For your B2B needs, I recommend the Sami B2B Wholesale Pricing app by Samita. It’s an affordable solution that fits your budget (around $25/month) and offers the following features:

  • Custom registration form to approve new customers and control access.

  • Hide prices and “Add to Cart” for non-logged-in users.

  • Display prices with or without VAT and VAT calculations for domestic and international orders.

  • Automatic VAT invoices sent as PDFs after order completion.

It’s a great fit for your store, providing all the B2B features without the need for Shopify Plus. You can find the app in the Shopify App Store, and they also offer good support if needed.

Let me know if you’d like more details or help setting it up!

Best,
Felix

Hey @IMYOURGIRL

We built something that covers most of what you’re describing. Our LevelOps B2B PDF-to-Order app automates this process:

  • Customer approval: when a new order comes in, we create a draft order only. If the customer doesn’t already exist, the app won’t create one automatically — this lets you review and approve them first.

  • Order automation: converts incoming purchase orders (PDF or email) directly into Shopify draft orders, removing manual data entry.

Pricing: starts at $3 per order, pay-per-use.

Learn more here: https://apps.shopify.com/levelops-email-to-order

I set up customer accounts with tags and made separate collections only visible to tagged users, then used theme edits to hide pricing and buttons for regular visitors. Works pretty well.

Coming at this from the app development side. There’s an important distinction for non-Plus B2B that I don’t see covered in the thread yet.

On Shopify Plus, you get the native B2B features: Companies, Catalogs, Payment Terms. These are first-party and well-integrated.

On standard Shopify plans (Basic/Shopify/Advanced), you don’t have Companies at all. You only have Customers. This means any B2B setup on non-Plus needs to work within the Customer model, using tags and metafields to distinguish wholesale from retail buyers.

For your client’s requirements on a $25/month budget, here’s how I’d think about it:

Registration & Approval. This is the first thing to solve. You need a way for wholesale customers to apply, and for the store owner to approve them before they can access wholesale pricing. Look for apps that use Shopify’s App Proxy architecture rather than theme injection. The difference is that App Proxy apps serve pages on your store’s domain (yourstore.com/apps/register) without touching your theme code. That means no theme conflicts, no speed impact, and no breaking when you update your theme.

Wholesale Pricing. Once a customer is tagged as approved, you need discount logic. On non-Plus, your options are: (a) automatic discounts triggered by customer tags, (b) draft orders with manual pricing, or (c) a wholesale pricing app. The $25 budget limits you here, but some apps offer tag-based wholesale pricing in that range.
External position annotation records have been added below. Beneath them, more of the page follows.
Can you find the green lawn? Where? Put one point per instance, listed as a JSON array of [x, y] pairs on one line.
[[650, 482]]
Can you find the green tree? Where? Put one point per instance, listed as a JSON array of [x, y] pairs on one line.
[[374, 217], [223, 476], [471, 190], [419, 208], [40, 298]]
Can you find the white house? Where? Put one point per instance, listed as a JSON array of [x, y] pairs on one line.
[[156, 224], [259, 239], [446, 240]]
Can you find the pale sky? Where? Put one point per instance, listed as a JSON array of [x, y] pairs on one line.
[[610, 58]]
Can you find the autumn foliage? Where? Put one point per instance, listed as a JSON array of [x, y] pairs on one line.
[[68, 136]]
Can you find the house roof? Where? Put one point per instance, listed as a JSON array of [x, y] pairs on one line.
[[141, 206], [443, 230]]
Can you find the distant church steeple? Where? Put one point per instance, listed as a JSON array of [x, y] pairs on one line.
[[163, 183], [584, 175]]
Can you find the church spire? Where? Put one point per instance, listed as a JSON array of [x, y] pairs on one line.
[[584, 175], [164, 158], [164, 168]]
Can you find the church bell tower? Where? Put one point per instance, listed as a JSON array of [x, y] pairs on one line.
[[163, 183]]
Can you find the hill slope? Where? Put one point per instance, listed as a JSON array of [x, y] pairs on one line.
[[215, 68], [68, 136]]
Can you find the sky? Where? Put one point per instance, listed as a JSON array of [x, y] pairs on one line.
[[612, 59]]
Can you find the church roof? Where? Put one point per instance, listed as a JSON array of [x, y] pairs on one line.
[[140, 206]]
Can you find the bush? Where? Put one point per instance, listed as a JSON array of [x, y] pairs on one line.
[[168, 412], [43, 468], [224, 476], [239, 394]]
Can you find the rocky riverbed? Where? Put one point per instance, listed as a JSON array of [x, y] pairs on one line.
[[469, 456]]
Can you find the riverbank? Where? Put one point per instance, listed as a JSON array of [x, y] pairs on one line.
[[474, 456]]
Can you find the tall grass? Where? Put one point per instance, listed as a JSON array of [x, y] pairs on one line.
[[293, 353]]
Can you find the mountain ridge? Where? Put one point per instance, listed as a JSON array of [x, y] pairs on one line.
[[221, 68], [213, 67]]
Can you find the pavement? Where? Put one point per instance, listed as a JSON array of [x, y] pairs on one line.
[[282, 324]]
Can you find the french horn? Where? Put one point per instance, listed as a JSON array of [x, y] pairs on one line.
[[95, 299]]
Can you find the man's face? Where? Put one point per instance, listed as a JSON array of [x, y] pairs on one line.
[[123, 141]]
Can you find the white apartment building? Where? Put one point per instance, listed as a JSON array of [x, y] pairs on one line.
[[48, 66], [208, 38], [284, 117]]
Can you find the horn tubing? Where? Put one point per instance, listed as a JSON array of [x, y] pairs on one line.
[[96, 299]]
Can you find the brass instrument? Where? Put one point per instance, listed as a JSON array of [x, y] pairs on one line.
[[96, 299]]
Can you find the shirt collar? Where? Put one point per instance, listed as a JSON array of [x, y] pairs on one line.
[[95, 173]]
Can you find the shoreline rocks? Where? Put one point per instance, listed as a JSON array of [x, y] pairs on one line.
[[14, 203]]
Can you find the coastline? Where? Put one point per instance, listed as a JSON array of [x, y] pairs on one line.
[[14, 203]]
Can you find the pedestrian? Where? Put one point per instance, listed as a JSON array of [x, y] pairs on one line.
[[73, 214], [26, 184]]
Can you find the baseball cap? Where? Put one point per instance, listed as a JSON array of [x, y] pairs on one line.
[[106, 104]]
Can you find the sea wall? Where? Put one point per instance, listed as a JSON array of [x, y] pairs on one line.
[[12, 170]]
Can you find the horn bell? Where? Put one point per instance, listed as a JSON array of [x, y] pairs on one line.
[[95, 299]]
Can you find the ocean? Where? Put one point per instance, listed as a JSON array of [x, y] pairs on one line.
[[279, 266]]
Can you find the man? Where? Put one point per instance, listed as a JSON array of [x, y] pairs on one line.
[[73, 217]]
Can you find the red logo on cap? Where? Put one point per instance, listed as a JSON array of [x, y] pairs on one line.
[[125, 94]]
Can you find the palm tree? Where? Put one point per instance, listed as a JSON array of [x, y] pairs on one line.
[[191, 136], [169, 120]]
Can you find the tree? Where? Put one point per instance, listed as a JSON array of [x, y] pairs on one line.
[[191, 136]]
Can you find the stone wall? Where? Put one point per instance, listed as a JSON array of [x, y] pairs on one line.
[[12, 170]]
VAT Handling. For domestic vs. foreign VAT, Shopify’s built-in tax settings actually handle most of this. The gap is usually on the registration side: collecting VAT/tax IDs during signup and validating them. That’s where your registration form needs to support custom fields beyond just name/email.

The main thing I’d avoid: repurposing a generic form builder for the registration step. Some form builders can create Shopify customers, but you’ll still be stitching together the approval workflow, the tagging logic, and the notification flow across separate tools. Purpose-built B2B registration apps handle that full loop in one place.

Happy to go deeper on any of these pieces if it helps.

Shopify now includes native B2B features, Companies, Catalogs, and Payment Terms, on all plans, not just Plus. So the workarounds discussed in most of this thread (customer tags, metafields, theme hacks for pricing) are no longer the only path for non-Plus merchants.

What you get natively now on any plan:

  • Companies — separate entity from Customers, supports multiple locations and contacts

  • Payment Terms — Net 30, Net 60, Due on Fulfillment, etc., set per company location

  • B2B Catalogs — up to 3 catalogs for wholesale pricing

  • Customer account portal — buyers log in, see orders, pay invoices online

This doesn’t make the tag/metafield approach wrong,if you’re already set up that way or need more than 3 catalogs, it still has its place. But for a merchant starting fresh with B2B on a standard plan today, the native Companies setup is the cleaner starting point.

The one thing that’s still limited natively: payment terms are static per company location. Every order from that company gets the same terms. If you need conditional logic (different terms by order size, customer tier, etc.), that’s still a gap in the native feature set.